A propriedade tem um peso tão sagrado, que ameaçá‑la é correr o risco de ficar detido entre a desunião dos vivos, mais pesada que a justiça.
No dia em que se reuniram na Rua São Bernardo à Estrela os nove representantes do clã, a polícia judiciária estava a vasculhar computadores na sede do Banco Espírito Santo e já um séquito de jornalistas cercava as saídas da Rua Barata Salgueiro. Era o início da tarde de um princípio de Novembro e um Verão de São Martinho espreitava por entre as árvores semi‑despidas do Outono. A reunião estava para decorrer no 195 da Avenida da Liberdade, mas porque o Ministério Público surgiu de rompante na sede do banco, os nove do Conselho Superior da família dirigiram‑se para a sede do grupo que espreita o Jardim da Estrela.

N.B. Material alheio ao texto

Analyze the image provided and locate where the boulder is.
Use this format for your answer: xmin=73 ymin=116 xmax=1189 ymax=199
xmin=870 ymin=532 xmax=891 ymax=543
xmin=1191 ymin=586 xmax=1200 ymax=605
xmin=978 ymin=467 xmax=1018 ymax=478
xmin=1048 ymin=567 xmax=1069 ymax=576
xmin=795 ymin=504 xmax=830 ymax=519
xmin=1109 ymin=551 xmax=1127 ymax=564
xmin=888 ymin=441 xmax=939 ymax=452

Fora assim para fugir às garras da imprensa que os representantes dos cinco ramos da velha família de banqueiros escolheram a casa cor‑de‑rosa com portadas verdes, que é o quartel‑general da família Espírito Santo. Sentam‑se à mesa nove, mas só cinco votam.
Reinava aquela calma que antecede as grandes catástrofes, marcada por um indelével rasto que o não dito deixa. Ricardo Salgado; José Manuel Espírito Santo e o seu sobrinho Ricardo Abecassis Espírito Santo; António Roquette Ricciardi e seu filho José Maria Espírito Santo Ricciardi; Manuel Fernando Espírito Santo em representação da sua mãe, Maria do Carmo Moniz Galvão Espírito Santo, e o seu irmão Fernando Espírito Santo; e aquele que era uma espécie de Espírito Santo «por adopção», Mário Mosqueira do Amaral com o seu filho Pedro, estavam na sala.
Ricardo Salgado há muito que era tema de conversa frívola nos petit comités de amigos, os portugueses dizem mal de tudo com uma insinceridade genial. Mas foram as notícias dos jornais e as informações que iam chegando de um velho ex‑aliado da família, Pedro Queiroz Pereira, que desencadearam um incómodo no coração de, pelo menos, três membros do clã: António Roquette Ricciardi; José Maria, seu filho; e Ricardo Abecassis Espírito Santo, o parente do Brasil. Não fora um mero acaso, o facto de uns meses antes, o capitão da indústria – a quem, há um par de anos, tinha sido atribuído, pelo Presidente da República, a grã‑cruz da Ordem de Mérito Industrial – ter avisado José Maria Ricciardi da situação financeira das empresas que sustentavam todo o Grupo Espírito Santo, ainda longe de saber que por debaixo do tapete havia muito mais dívida por reconhecer e que escondia a verdadeira situação de falência técnica do Grupo Espírito Santo. Por causa da sociedade que tinha com a família Espírito Santo, por herança, na Espírito Santo Control, Pedro Queiroz Pereira tinha conseguido informações que acabam por culminar com a derrocada do império da família Espírito Santo, que afinal estava enterrado numa espiral de dívidas incontroláveis. José Maria Ricciardi ficou apavorado.
Voltemos atrás. Nos dias que antecederam a reunião de patriarcas, os representantes dos vários ramos da mais velha família de banqueiros do país tinham‑se encontrado em surdina para discutir o corrupio de notícias contra o homem em quem tinham depositado a liderança do banco com o nome da família, que tem 145 anos.